5. On 31/10/2018 the learned Senior Resident Magistrate Hon. J. M. Irura entered judgement for the respondents herein where she found that there exists constructive trust between the plaintiffs and the 2nd defendant and went on to order a permanent injunction against the appellant and costs of the suit.
6. Aggrieved by the said decision of the Senior Resident magistrate, the appellant has appealed to this court on eleven grounds, which I deem it fit to collapse into 3 as follows;
a. The learned Senior Resident Magistrate erred in law and in fact in finding that the 2nd defendant held the suit property in trust for the plaintiffs.
b. The Learned Senior Resident Magistrate erred in law and fact in invalidating the agreement of sale between the two defendants.
c. The Magistrate was biased.
7. This being a first appeal, it is the duty of this court to re-evaluate the evidence, asses it and make its own conclusions but remembering that it neither saw, nor heard the witnesses and making allowance for that –See Selle vs.

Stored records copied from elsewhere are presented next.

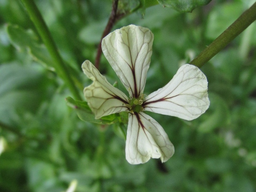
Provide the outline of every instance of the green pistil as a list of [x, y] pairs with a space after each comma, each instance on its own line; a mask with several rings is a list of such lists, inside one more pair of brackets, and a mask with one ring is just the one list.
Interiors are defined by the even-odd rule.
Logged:
[[130, 112], [132, 113], [139, 113], [143, 110], [142, 107], [144, 95], [140, 95], [139, 98], [132, 98], [129, 100], [129, 104], [126, 105], [130, 110]]

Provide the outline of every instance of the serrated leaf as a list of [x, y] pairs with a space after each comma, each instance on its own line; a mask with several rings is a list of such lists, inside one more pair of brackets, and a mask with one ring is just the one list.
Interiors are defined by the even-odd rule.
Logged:
[[67, 104], [73, 108], [76, 111], [79, 117], [82, 120], [93, 123], [99, 124], [112, 124], [117, 121], [115, 114], [102, 117], [96, 119], [95, 116], [93, 113], [87, 102], [75, 100], [70, 97], [66, 98]]
[[171, 7], [179, 12], [192, 12], [197, 7], [207, 5], [212, 0], [157, 0], [161, 5]]
[[26, 50], [37, 61], [52, 71], [54, 64], [44, 44], [39, 44], [37, 37], [31, 30], [24, 30], [17, 25], [8, 24], [6, 30], [12, 44], [18, 50]]

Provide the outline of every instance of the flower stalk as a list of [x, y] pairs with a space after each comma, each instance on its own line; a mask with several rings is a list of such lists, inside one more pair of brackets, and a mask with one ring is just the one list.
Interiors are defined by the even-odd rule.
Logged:
[[189, 64], [201, 67], [256, 20], [256, 2]]

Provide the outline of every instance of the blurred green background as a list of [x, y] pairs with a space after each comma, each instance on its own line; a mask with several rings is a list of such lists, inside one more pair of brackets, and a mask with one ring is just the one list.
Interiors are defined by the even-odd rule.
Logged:
[[[123, 18], [154, 35], [145, 93], [165, 85], [254, 0], [212, 0], [192, 13], [160, 5]], [[111, 9], [110, 0], [36, 0], [82, 94], [91, 81], [81, 65], [94, 63]], [[0, 191], [256, 191], [256, 23], [201, 70], [211, 104], [186, 121], [147, 113], [163, 126], [175, 152], [166, 162], [129, 164], [119, 125], [79, 119], [72, 96], [21, 3], [0, 0]], [[126, 93], [102, 55], [100, 71]]]

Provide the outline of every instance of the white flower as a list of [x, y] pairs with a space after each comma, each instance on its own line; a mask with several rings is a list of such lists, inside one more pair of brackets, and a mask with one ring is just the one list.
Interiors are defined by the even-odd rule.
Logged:
[[89, 61], [82, 65], [84, 73], [93, 81], [84, 93], [96, 118], [129, 112], [125, 155], [131, 164], [143, 163], [151, 157], [160, 158], [164, 162], [174, 153], [162, 126], [143, 111], [192, 120], [204, 113], [209, 105], [205, 76], [189, 64], [181, 67], [163, 87], [147, 96], [143, 94], [153, 38], [149, 29], [131, 25], [102, 40], [103, 53], [129, 92], [129, 99]]

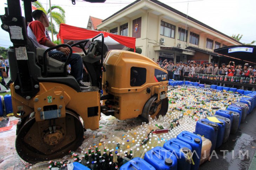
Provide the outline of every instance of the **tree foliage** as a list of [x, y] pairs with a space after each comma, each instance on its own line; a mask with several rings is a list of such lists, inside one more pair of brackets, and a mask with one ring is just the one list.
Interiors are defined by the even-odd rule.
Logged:
[[[236, 35], [236, 34], [233, 34], [232, 36], [231, 36], [231, 38], [233, 38], [234, 39], [236, 40], [237, 40], [238, 41], [240, 41], [240, 39], [241, 39], [241, 38], [243, 37], [243, 35], [240, 35], [240, 34], [238, 34], [237, 35]], [[256, 41], [255, 40], [254, 40], [253, 41], [252, 41], [251, 43], [243, 43], [245, 45], [252, 45], [254, 44], [255, 42]]]
[[[128, 51], [133, 52], [134, 51], [134, 49], [130, 48], [129, 49]], [[136, 52], [136, 53], [138, 53], [138, 54], [141, 54], [141, 53], [142, 52], [142, 50], [140, 48], [139, 48], [139, 47], [136, 47], [135, 50], [135, 52]]]
[[65, 23], [66, 20], [65, 19], [65, 10], [61, 7], [57, 6], [52, 6], [51, 8], [52, 9], [52, 17], [54, 23], [53, 23], [50, 22], [50, 9], [48, 9], [48, 11], [46, 12], [46, 10], [43, 8], [43, 5], [39, 1], [37, 1], [32, 2], [32, 5], [38, 9], [42, 10], [43, 12], [46, 15], [47, 17], [49, 18], [50, 22], [50, 25], [48, 27], [48, 31], [49, 32], [51, 31], [51, 25], [53, 25], [53, 32], [52, 34], [54, 35], [56, 35], [58, 34], [58, 31], [56, 29], [56, 28], [55, 23], [56, 23], [58, 25], [59, 28], [60, 25], [61, 23]]

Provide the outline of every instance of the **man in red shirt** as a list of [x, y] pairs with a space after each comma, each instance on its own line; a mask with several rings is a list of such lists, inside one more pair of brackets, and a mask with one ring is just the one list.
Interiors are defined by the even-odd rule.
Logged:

Associated motor Boat Company Ltd (1968) EA. 123.
8. In determining the issues herein, this court has carefully perused through the record as well as the submissions of the parties, hence the court has to determine whether to allow this appeal, set aside the judgement delivered on 31/10/2018, issue eviction orders against the respondents and award general and special damages amounting to Ksh. 100,000? or whether to uphold the decision of the trial court.

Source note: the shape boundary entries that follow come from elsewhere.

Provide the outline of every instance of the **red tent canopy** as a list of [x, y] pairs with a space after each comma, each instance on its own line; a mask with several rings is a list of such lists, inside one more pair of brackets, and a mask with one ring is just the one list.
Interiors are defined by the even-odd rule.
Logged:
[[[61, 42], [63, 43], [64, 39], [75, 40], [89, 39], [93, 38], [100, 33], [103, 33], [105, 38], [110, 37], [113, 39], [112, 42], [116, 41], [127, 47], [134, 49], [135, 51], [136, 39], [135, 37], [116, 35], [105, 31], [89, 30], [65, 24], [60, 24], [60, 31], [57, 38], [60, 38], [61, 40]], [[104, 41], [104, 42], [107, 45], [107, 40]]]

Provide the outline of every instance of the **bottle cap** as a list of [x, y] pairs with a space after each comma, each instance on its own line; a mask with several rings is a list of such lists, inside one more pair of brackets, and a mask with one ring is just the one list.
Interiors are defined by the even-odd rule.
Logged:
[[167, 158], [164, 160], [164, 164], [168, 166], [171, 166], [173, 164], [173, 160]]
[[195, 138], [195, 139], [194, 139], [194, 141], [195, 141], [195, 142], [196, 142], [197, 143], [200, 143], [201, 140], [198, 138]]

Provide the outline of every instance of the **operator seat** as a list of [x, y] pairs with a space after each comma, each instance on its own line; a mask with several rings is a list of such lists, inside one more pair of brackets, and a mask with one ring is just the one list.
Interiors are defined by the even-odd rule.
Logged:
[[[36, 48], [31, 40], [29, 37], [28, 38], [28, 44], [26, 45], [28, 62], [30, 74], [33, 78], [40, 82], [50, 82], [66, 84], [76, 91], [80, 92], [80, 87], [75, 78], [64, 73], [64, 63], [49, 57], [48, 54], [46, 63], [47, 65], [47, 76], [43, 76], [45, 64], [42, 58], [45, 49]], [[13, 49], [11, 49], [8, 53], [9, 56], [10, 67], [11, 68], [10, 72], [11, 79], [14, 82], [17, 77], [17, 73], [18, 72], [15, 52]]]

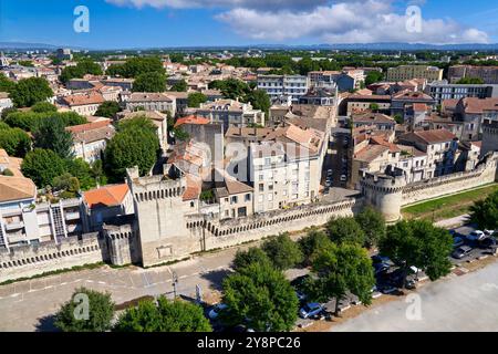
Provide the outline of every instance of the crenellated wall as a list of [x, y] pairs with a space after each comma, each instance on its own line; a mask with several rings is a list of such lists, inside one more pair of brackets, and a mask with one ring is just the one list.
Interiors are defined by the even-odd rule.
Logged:
[[107, 248], [98, 233], [83, 235], [81, 240], [62, 239], [59, 244], [51, 241], [15, 247], [0, 250], [0, 282], [106, 260]]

9. The appellant contends that the lower court erred in law and in fact in finding that the 2nd defendant held the suit land in trust for the plaintiffs without any tangible proof whatsoever, and therefore it was wrong to grant the orders to the plaintiffs under the purported doctrine of constructive trust, when this claim was not anchored in the pleadings.

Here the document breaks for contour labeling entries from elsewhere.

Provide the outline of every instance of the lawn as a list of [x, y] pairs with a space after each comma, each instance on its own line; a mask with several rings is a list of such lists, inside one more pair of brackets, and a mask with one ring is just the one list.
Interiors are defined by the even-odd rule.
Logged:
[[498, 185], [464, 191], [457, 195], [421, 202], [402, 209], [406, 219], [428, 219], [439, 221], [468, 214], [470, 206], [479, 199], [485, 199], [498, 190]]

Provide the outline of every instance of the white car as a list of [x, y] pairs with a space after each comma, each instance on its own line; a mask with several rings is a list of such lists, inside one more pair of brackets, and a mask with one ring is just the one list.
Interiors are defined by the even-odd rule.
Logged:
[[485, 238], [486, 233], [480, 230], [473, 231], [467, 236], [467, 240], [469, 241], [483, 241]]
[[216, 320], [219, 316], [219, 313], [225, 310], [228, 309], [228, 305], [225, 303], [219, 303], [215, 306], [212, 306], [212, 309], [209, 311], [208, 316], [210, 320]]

10. In Juletabi African Adventure Limited & Another v Christopher Michael Lockley  eKLR the Court held that …. It is settled that the onus lies on a party relying on the existence of a trust to prove it through evidence. That is because:-
“The law never implies, the Court never presumes, a trust, but in case of absolute necessity. The Courts will not imply a trust save in order to give effect to the intentions of the parties. The intention of the parties to create a trust must be clearly determined before a trust will be implied.”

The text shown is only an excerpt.